What a surprise! Yesterday, a Milan appeals court overturned a lower court’s conviction of former premier and media magnate Silvio Berlusconi for paying for sex with an underage prostitute and strong-arming court officials into releasing her when she subsequently was arrested for theft. The verdict by a three-judge panel thus cancelled the seven-year prison term and the life-time ban on holding political office that the lower court’s judges had decided on last year.
Berlusconi reacted to the sentence by saying “justice has been done” and, for the first time ever, speaking well of the Italian judiciary, which he has always considered his primary nemesis and has mercilessly criticized, calling them “communists” and persecuting him for political reasons.
The totally exculpatory sentence was a surprise to one and all, including the Milan prosecutors who tried the case and who will now have to decide whether to continue their accusations by sending the case to the third level of Italian justice, the Court of Cassation. They have said they will wait until the Appeals’ Court justices issue their “motivazioni” or judicial reasoning behind their decision.
The Appeals Court judges have three months to publish their “motivazioni” and in the meantime speculation about their reasoning is raging here. However, they clearly appear to have believed the defence when it said, first, that Berlusconi did not know that Karima El Mahroug, the Moroccan young woman otherwise known as Ruby Heart-Stealer, allegedly a participant in the so-called Bunga-Bunga parties, was only 17 when he had sex with her and that he genuinely believed Mahroug was related former Egyptian president Hosni, Mubarak when he attempted to keep her from being sent to a juvenile prison facilities after she was arrested for stealing from another prostitute did not involve any explicit threats to the officials involved.
“The verdict goes beyond our rosiest predictions,” said Franco Coppi, one of Berlusconi’s defence lawyers. In the several ongoing and previous criminal case, Berlusconi has always denied wrongdoing, claiming he is the victim of a minority group of allegedly left-wing prosecutors and judges who he says are persecuting him for political reasons.

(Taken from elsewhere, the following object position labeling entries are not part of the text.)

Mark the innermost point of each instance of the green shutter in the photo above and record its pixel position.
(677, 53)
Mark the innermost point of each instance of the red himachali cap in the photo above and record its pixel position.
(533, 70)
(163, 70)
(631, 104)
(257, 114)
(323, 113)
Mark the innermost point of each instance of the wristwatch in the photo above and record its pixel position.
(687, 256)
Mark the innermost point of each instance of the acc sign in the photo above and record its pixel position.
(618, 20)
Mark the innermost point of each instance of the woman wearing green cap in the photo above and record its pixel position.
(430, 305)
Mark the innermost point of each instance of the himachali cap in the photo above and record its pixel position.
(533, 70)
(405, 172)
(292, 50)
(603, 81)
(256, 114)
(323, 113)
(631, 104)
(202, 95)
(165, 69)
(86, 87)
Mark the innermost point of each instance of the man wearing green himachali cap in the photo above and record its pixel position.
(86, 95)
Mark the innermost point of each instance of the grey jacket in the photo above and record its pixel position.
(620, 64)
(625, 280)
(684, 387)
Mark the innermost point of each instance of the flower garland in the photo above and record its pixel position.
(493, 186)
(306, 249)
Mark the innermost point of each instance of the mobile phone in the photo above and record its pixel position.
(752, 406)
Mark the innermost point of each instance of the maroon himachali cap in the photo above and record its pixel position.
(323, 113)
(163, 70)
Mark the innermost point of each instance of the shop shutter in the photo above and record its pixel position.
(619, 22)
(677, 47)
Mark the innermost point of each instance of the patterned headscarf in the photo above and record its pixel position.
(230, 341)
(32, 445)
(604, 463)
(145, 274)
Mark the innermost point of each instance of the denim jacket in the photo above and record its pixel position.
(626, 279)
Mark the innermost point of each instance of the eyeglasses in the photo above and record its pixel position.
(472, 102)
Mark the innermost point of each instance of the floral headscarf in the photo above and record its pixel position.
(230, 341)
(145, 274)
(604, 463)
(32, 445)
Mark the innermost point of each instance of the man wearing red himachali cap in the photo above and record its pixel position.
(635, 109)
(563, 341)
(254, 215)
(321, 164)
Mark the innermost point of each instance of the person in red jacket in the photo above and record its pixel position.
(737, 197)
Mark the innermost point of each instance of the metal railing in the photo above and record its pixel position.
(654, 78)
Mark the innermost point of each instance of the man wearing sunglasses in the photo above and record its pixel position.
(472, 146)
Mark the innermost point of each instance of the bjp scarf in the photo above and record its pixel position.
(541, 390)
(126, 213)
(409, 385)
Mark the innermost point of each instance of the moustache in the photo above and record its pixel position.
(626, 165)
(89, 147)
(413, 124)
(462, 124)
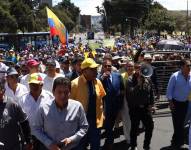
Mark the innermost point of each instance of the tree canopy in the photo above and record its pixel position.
(159, 19)
(30, 16)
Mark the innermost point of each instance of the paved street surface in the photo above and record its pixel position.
(161, 136)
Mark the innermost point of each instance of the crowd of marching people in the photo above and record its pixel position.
(61, 98)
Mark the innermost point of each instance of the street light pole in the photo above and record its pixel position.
(187, 20)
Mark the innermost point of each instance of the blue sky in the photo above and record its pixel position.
(88, 6)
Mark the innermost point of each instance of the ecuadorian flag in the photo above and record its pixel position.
(57, 28)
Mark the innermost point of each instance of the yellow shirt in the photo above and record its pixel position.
(125, 78)
(79, 92)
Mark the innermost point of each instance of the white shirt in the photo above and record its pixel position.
(25, 79)
(30, 106)
(48, 82)
(3, 67)
(20, 91)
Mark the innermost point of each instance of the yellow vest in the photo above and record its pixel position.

Berlusconi, 77, received the news Friday as he was leaving facility for sick, elderly people near Milan for his weekly session of community service in relation to a separate tax-fraud conviction. The media magnate is serving the year remaining on a four-year tax-fraud term by doing community service as Italian law does not contemplate jail-time, except for the most heinous crimes, for people over 70. (The other three years of his sentence were covered by general amnesties.) Berlusconi said he was moved by the court’s decision and said it confirmed his (supposed) belief that “the majority of judges are worthy of admiration”. In ongoing and previous criminal cases – he has been investigated and charged with at least ten infractions but the tax fraud case was his first conviction.
The former senator (he was forced to resign that post in the wake of the tax-fraud conviction) said yesterday that his acquittal in the Ruby trial meant he could continue leading his centre-right opposition Forza Italia party with greater “serenity”. However, in reality he cannot rest easy. Currently, he is facing trial in Naples on accusations of having bribed several senators for changing their vote on key parliamentary votes of confidence.